Runaway house price growth will need to be tempered with a tighter regulatory framework or risk tipping the market into overdrive, economists warn.
While house prices and jobs recover, economists now expect an extension to the RBA’s quantitative easing program, albeit with some “tweaks” if house prices take off, with a reintroduction of regulations to limit bank loans for the purpose of investing in housing.
The signs already look good for a strong price rally in 2021 after the east coast-dominated residential market finished 2020 strongly, with more buyers entering the market as listings remained low.
Prices across the country’s eight capital cities are now up 1.8 per cent in aggregate from the start of the year, led by Adelaide (5.6 per cent), Brisbane (3.2 per cent) and Sydney (2.5 per cent).
The turnaround has seen ANZ scrap its “pessimistic” forecast for a 10 per cent decline in prices across 2021 while Westpac chief economist Bill Evans also expects dwelling prices to rise by around 5 per cent in 2021.qua
UBS economists, which in November warned that economic forecasts have become “less reliable” due to the extraordinary circumstances of the pandemic, said a key part their new assessment on the outlook for house prices was due to the uptick in new home building and the rapid recovery in jobs.

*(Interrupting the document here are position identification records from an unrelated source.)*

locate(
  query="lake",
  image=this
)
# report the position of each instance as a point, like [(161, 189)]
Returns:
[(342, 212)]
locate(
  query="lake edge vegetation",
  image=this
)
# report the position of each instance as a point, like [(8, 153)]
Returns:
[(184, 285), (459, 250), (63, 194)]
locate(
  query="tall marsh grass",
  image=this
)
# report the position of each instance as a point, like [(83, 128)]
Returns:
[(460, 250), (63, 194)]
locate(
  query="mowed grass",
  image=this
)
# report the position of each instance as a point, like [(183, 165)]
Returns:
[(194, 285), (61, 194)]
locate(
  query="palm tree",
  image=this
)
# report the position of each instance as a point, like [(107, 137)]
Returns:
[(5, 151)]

“We expect house prices to rise by 5-10 per cent year on year, but now see risk of 10 per cent plus, particularly given the planned repeal of responsible lending,” UBS analysts George Tharenou and Jim Xu said.

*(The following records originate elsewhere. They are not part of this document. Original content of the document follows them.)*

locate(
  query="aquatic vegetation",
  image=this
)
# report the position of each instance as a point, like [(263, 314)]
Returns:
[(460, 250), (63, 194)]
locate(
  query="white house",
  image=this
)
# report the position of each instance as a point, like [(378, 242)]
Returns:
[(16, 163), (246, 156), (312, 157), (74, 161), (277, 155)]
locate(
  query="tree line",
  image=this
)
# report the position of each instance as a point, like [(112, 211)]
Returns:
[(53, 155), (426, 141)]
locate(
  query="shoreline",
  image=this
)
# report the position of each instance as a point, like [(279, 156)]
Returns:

“The RBA governor downplayed house prices and the need for macroprudential tightening.
“Hence, we think it is more likely the RBA will wait for the government stimulus measures to expire.”
The government’s plan to scrap the responsible lending law for banks—which was introduced by Labor in 2009 following the global financial crisis, still faces an uphill battle in the senate.

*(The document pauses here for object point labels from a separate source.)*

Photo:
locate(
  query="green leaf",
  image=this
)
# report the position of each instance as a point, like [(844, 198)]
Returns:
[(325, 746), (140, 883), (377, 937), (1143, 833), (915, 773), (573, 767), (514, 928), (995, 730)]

Powering the housing market has been the HomeBuilder scheme with more than 75,000 applications for the $25,000 grant—35,000 of which were lodged in December alone—well above Treasury's initial forecast of 27,000.
There has also been an increase in appetite for new borrowing, with lending for housing construction 75 per cent higher in December than July as the pandemic took hold.
“We expect more applications for the (tapered) $15k grant, which expires in March,” Tharenou and Xu said.
“Given commencement must occur within six months of contract signing, this will lead to a surge in (mainly detached) construction.
“This would mean a material upgrade to dwelling commencements for 2020 to 181,000, up from 172,000, and to 230,000 for 2021, up from 185,000 to sit around the levels of the ‘boom years’ between 2015 and 2018.”
As this stronger outlook filters through, the Reserve Bank may consider holding off any extension to quantitative easing.
“The materially stronger than expected economy raises the risk that the RBA does not announce the extension of its QE and YCC (yield curve control) programs as we expect, especially if the surge in activity is accompanied by a sharper decline in unemployment,” Tharenou and Xu said.
While stronger housing is continuing to support the labour market, UBS economists noted that the unemployment rate will likely remain above NAIRU (closer to 4.5 per cent), and CPI should remain below target.
They also warned that a potentially oversupply could see rents potentially decline further as first home buyers move out of rentals into newly completed homes over the next year or so, unless migration rebounds strongly.
Consumer sentiment also retraced by 4.5 per cent month on month in January following a 4.1 per cent surge to decade highs and remains consistent with strong consumption.
Sentiment is still up 14.6 per cent year on year and 41.5 per cent above April’s Covid trough while unemployment expectations, up 12 per cent month on month, remain at their lowest level in a decade.